Abstract Oilfield nuclear magnetic resonance (NMR) applications are widely accepted for characterizing reservoir rocks and fluids. All of the downhole applications, and most oilfield NMR lab work, are carried out assuming that the results are independent of the operating frequency. The assumption is generally warranted, since most NMR logging tools and lab devices operate in the 0.5 to 2 MHz range. However, two strong motivations exist for investigating the frequency dependence (that is, dispersion) of NMR of crude oil samples: 1) introduction and acceptance of lower frequency logging while drilling (LWD) and multi- frequency wireline NMR tools, and 2) sensitivity of NMR dispersion to the interaction and dynamics of molecules of varying size in complex fluids.
We report here on a versatile frequency-dependent lab NMR measurement known as fast field cycling (FFC) NMR. The results clearly demonstrate a frequency dependence of the longitudinal relaxation time, T1, for crude oils between 10 kHz and 40 MHz. The study investigates the full T1 distributions for crude oils containing significant amounts of all the SARA (saturates, aromatics, resins, asphaltene) fractions, including a broad range of concentrations for the heavier fractions. For crude oils containing minimal asphaltene and resin fractions, the dispersion is minimal. In contrast, crude oils containing larger concentrations of asphaltene and resins show a clear shift of the T1 distribution to longer times at higher frequencies.

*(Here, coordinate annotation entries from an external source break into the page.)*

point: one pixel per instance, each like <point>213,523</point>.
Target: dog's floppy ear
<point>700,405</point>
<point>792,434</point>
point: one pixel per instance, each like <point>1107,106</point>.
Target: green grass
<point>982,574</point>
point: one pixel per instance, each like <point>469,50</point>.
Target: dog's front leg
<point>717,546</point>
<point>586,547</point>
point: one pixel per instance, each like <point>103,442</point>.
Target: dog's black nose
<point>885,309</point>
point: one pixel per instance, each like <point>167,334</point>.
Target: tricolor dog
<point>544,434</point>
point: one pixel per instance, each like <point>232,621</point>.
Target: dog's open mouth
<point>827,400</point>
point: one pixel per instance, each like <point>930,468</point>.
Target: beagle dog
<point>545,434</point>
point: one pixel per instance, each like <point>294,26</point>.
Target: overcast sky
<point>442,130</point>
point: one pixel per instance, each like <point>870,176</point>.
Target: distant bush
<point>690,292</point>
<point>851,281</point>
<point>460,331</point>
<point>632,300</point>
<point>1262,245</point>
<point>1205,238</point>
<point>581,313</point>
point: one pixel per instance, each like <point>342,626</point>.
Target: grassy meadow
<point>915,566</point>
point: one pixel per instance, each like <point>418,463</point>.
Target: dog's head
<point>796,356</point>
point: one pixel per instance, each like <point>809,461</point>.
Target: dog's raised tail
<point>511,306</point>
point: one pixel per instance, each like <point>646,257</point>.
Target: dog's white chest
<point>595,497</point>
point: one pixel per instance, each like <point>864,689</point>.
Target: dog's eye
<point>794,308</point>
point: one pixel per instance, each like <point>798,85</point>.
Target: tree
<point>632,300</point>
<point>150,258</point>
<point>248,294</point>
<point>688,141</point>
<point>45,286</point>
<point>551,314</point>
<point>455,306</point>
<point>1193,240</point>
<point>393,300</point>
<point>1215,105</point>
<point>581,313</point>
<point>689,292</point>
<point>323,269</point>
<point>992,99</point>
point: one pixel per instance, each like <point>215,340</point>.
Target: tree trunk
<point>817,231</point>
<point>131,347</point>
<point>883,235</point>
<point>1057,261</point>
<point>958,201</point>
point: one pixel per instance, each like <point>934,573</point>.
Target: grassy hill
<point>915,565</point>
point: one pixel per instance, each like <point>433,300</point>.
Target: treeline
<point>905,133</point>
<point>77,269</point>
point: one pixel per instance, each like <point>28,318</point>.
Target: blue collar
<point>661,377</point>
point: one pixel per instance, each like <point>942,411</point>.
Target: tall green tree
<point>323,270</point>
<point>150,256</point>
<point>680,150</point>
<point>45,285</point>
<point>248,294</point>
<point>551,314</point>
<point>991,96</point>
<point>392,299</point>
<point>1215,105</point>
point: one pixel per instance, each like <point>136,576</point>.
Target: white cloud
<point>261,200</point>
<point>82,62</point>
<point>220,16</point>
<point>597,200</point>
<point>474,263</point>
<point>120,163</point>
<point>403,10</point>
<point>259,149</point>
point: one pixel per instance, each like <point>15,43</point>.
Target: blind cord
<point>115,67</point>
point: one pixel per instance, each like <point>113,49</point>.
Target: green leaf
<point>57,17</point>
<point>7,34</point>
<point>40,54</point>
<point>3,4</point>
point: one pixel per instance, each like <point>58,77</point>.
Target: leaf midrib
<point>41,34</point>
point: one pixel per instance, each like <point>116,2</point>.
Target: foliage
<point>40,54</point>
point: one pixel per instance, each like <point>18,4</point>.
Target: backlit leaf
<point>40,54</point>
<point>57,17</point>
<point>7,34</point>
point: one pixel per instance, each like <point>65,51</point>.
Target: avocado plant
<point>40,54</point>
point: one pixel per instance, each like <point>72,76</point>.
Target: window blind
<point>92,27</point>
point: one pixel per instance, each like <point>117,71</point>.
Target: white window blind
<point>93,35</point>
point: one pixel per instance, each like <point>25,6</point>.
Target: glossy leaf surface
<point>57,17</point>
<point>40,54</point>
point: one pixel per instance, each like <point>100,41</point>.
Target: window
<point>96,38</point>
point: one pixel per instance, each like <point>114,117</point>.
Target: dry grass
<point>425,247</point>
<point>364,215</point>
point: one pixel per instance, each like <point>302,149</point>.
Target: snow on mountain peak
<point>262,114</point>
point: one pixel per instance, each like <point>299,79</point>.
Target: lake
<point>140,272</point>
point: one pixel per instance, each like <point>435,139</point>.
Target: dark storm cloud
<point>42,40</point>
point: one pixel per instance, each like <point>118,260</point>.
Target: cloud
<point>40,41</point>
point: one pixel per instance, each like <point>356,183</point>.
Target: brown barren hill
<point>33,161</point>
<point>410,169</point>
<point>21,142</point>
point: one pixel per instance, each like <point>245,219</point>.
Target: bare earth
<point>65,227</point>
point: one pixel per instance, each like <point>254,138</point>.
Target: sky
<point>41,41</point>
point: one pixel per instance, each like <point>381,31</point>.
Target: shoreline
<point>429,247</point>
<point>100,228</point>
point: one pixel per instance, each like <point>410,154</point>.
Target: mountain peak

We will discuss the implications and benefits of NMR dispersion for oilfield application. We suggest how the dispersion can be understood in terms of the molecular dynamics of asphaltenes with the rest the oil. Finally, we will provide an overview of the experimental challenges in making these measurements, including the hardware design and the specialized pulse sequences required for acquiring multi-frequency data.